Les chansons qui résument le mieux son parcours
Si je ne devais garder qu’une poignée de morceaux pour faire comprendre Alice Cooper rapidement, je prendrais ceux-ci. Ils ne racontent pas tout, mais ils résument très bien l’évolution de son écriture: du hard rock nerveux au spectacle total, puis à la relance des années 1980 et aux retours plus récents.
- “I’m Eighteen” (Love It to Death) - le morceau qui fixe d’un coup le malaise adolescent et l’identité rock du groupe.
- “Under My Wheels” (Killer) - un exemple parfait de groove sec et de tension immédiate.
- “School’s Out” (School’s Out) - l’hymne absolu, au-delà du simple statut de tube.
- “No More Mr.
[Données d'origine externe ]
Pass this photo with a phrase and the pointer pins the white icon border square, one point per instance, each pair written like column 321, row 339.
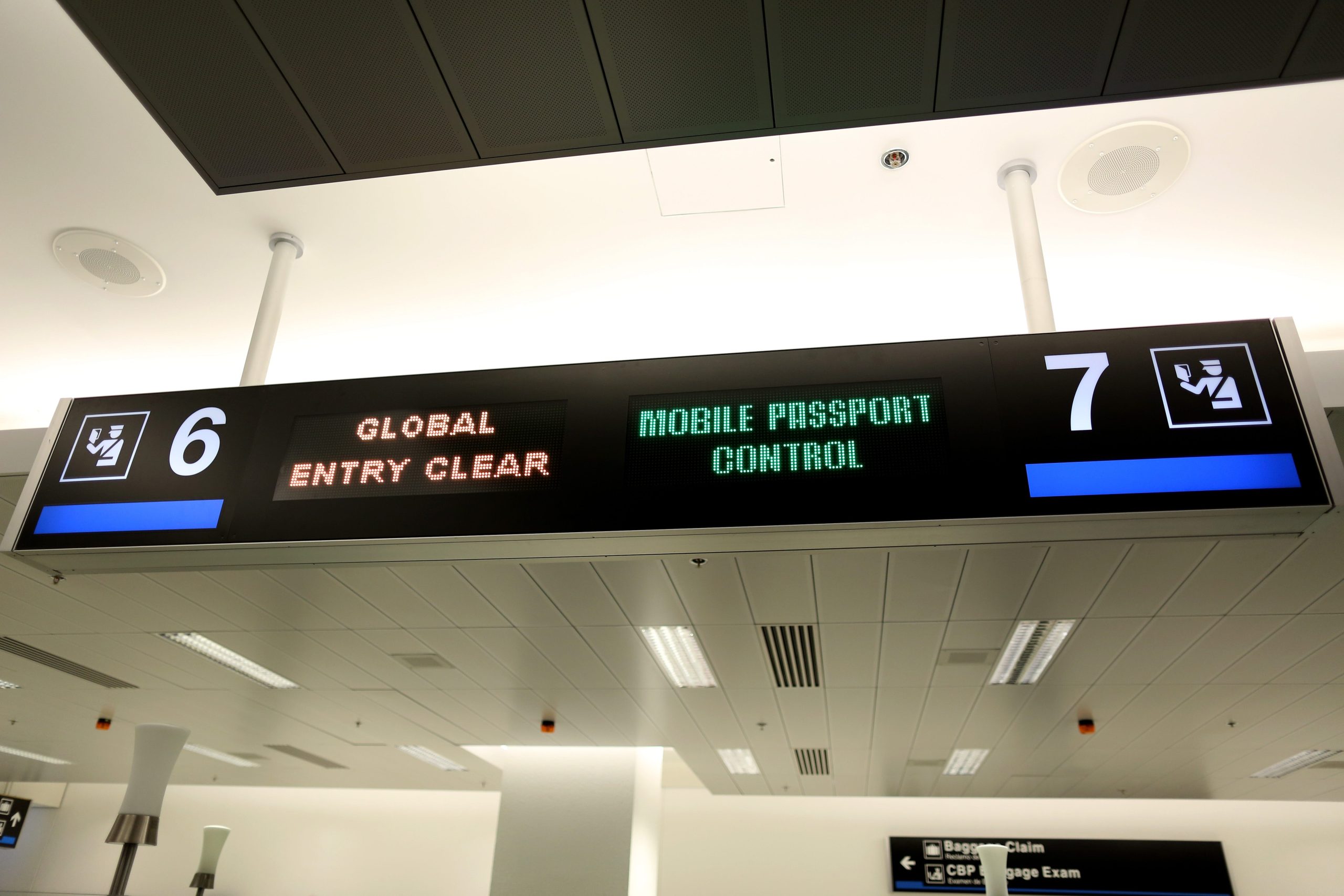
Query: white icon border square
column 76, row 446
column 1162, row 388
Nice Guy” (Billion Dollar Babies) - la formule Alice Cooper condensée en une chanson.
- “Welcome to My Nightmare” (Welcome to My Nightmare) - le moment où le projet devient véritablement théâtral.
- “Only Women Bleed” (Welcome to My Nightmare) - un titre plus fragile, qui montre l’autre visage de l’auteur.
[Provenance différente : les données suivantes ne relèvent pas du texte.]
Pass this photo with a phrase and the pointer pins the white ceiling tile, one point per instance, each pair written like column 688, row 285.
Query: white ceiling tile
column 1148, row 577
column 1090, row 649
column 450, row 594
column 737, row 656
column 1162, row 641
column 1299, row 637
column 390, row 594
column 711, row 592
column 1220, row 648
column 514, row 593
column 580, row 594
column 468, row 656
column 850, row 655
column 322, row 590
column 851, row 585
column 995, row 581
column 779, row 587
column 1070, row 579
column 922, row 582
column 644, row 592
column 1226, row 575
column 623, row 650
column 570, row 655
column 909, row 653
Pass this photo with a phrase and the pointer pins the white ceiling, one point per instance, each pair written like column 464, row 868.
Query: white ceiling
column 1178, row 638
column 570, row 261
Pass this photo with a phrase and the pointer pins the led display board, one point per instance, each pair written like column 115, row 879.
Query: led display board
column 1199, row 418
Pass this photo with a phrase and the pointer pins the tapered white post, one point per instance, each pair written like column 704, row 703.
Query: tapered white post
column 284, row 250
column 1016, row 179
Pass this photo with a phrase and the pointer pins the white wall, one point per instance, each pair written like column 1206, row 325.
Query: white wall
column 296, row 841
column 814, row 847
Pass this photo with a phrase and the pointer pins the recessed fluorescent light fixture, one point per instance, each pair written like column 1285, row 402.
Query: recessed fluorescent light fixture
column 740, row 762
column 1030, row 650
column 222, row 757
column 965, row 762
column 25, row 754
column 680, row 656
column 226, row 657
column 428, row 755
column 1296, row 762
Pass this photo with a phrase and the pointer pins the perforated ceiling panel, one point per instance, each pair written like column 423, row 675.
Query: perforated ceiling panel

- “Poison” (Trash) - le morceau qui a ramené Alice Cooper à une nouvelle génération.
- “Feed My Frankenstein” (Hey Stoopid) - excessif, drôle, monstrueux, et parfaitement assumé.
- “Lost in America” (The Last Temptation) - une chanson qui montre qu’il sait encore écrire plus loin que le simple slogan.
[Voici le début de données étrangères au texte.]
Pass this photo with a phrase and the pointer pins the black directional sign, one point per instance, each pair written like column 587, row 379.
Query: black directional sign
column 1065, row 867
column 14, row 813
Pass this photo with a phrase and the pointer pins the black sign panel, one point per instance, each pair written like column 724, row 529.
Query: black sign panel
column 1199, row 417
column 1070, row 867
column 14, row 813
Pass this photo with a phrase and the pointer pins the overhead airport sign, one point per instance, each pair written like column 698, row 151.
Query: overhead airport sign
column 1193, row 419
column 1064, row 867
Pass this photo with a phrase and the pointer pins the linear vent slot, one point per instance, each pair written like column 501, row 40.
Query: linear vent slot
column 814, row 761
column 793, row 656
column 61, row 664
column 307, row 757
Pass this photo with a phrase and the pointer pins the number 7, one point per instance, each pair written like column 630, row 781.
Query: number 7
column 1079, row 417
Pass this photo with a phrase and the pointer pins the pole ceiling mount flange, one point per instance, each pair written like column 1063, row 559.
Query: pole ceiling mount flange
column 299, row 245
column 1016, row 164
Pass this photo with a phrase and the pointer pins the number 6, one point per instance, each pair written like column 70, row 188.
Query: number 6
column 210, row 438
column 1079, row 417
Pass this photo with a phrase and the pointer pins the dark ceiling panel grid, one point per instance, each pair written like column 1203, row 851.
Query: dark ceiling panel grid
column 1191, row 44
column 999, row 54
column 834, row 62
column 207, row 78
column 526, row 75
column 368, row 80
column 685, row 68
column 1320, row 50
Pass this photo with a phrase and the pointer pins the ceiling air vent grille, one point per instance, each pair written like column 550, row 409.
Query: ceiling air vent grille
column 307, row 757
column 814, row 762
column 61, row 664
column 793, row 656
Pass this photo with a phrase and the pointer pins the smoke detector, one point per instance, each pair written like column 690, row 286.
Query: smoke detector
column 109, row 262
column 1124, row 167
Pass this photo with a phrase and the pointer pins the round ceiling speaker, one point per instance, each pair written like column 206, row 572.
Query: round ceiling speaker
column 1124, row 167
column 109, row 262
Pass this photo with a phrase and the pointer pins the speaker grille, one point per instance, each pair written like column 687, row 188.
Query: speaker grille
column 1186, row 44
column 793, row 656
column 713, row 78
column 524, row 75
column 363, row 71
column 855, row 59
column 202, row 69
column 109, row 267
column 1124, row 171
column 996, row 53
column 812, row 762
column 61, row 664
- “Black Mamba” (The Revenge of Alice Cooper) - un rappel récent que le personnage fonctionne toujours très bien quand il est porté par une vraie idée de disque.
Ces chansons servent de balises, mais elles ne remplacent pas les albums: chez lui, l’effet de masse compte autant que le morceau individuel. C’est pour cette raison que le choix du premier disque d’écoute mérite un vrai tri, plutôt qu’un saut au hasard.
Par quels albums commencer selon votre goût
Je ne conseille pas la même porte d’entrée à tout le monde. Si vous aimez les classiques immédiats, certains albums sont plus efficaces que d’autres. Si vous préférez les œuvres narratives, il vaut mieux viser les concept albums. Et si vous cherchez l’Alice Cooper le plus moderne, la fin du catalogue a beaucoup à offrir.
| Si vous voulez... | Commencez par | Pourquoi c’est le bon point d’entrée |
|---|---|---|
| Le noyau historique du son | Love It to Death, Killer | Le moment où la formule se met vraiment en place. |
| Les grands hymnes du catalogue | School’s Out, Billion Dollar Babies | Les morceaux les plus connus et les plus immédiatement mémorisables. |
| Les albums narratifs | Welcome to My Nightmare, From the Inside, Welcome 2 My Nightmare | Le versant le plus théâtral et le plus structuré de son travail. |
| Le comeback le plus accessible | Trash, Hey Stoopid | Des disques taillés pour réconcilier le grand public avec son nom. |
| Le son le plus sombre | Brutal Planet, Dragontown | Le catalogue y devient plus lourd, plus froid et plus abrasif. |
| La période récente | Paranormal, Detroit Stories, Road, The Revenge of Alice Cooper | On y entend un artiste encore actif, toujours capable de remettre son univers en mouvement. |
Ce que cette discographie raconte encore en 2026
Ce qui me frappe, en relisant l’ensemble, c’est la capacité d’Alice Cooper à rester lui-même sans rester figé. Son catalogue montre qu’un artiste peut survivre à plusieurs modes, plusieurs générations et plusieurs réinventions, à condition de tenir trois choses ensemble: des chansons solides, une identité forte et une vraie idée de scène.
Il y a des périodes moins aimées, et c’est normal. Mais même les disques plus inégaux éclairent quelque chose d’utile: ils montrent comment un personnage de rock peut absorber le temps sans se dissoudre. Si je devais recommander une trajectoire simple, je commencerais par Love It to Death, je passerais à Trash, puis j’irais vers Road ou The Revenge of Alice Cooper. On comprend alors qu’Alice Cooper n’est pas seulement un nom ou une image: c’est une discographie vivante, qui continue de raconter l’histoire du hard rock avec une vraie cohérence.